玉笛只是觉得心寒。这个道貌岸然的郑箫,没有想到会和别的男人一样,也是毫不可靠的。她找了他几次,也想法子找人捎了字条去,可是一点音讯都没有。她甚至还去过他的办公室,别人说他出去参加特训班了。于是,玉笛决定去那里等他。
一个阴云密布的傍晚,浓重的黑云压得极低,风呼啸而过,肆意卷起路边的纸片碎屑,整个世界陷入一片黑暗和脏乱里。大风将玉笛的卷发刮的乱七八糟,她愁苦地站在那扇紧闭的大门外,单薄的衣衫在风的肆虐下荡漾起舞,将冷风全都灌进了她纤弱的身体里去了。她一边打着寒颤,一边抹着脸上湿冰冰的眼泪。

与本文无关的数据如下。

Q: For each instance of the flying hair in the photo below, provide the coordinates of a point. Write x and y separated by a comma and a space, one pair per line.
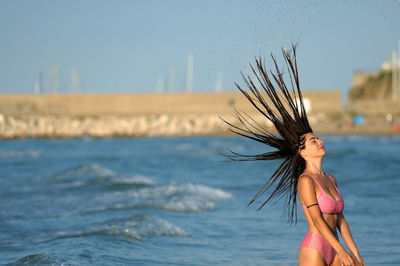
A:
284, 108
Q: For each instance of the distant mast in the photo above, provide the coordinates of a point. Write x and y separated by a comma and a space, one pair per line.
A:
76, 81
189, 73
171, 79
219, 82
394, 76
160, 83
54, 78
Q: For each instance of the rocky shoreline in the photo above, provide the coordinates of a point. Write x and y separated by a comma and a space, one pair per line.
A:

等了很久很久,等到玉笛都快要被冻得失去了知觉,那扇大门才缓缓打开。她赶紧向不远处的角落躲去,眼睛一动不动地盯着那扇门。
人们稀稀疏疏地走开了,又过了一会儿,才见郑箫抱着本书,围着一块厚厚的围巾走了出来。他的神情也很黯淡,看着和这天气一样黯淡。
“郑萧。”玉笛冲了过去。
郑箫扭过头来,看见玉笛的一刻,他眼里分明是涌过激动的,可是一瞬就变成了冰一样的冷硬,他望着只是穿了一个毛呢大衣,里面还是裙子的玉笛说:“这么冷,穿这么少来这里干嘛?”
“我找你。”她说。
“我没时间。”他回。
“就几句话,耽误你一会儿就行。”她坚持。
“可我真的很忙,待会儿还有会。”他拒绝。
“你真的要这么绝情吗?”她的悲伤已经淹没了她的话语。
他再次扭过头来,也难掩自已的心疼和无奈,他只好说:“那好,就一会儿。”
他转身朝前走着,她一直跟在他的身后。她从来都没有像今天这样觉得,这个男人如此冷漠,如此心狠。他和自已隔着千山万水的距离,虽然,他们曾经咫尺相对。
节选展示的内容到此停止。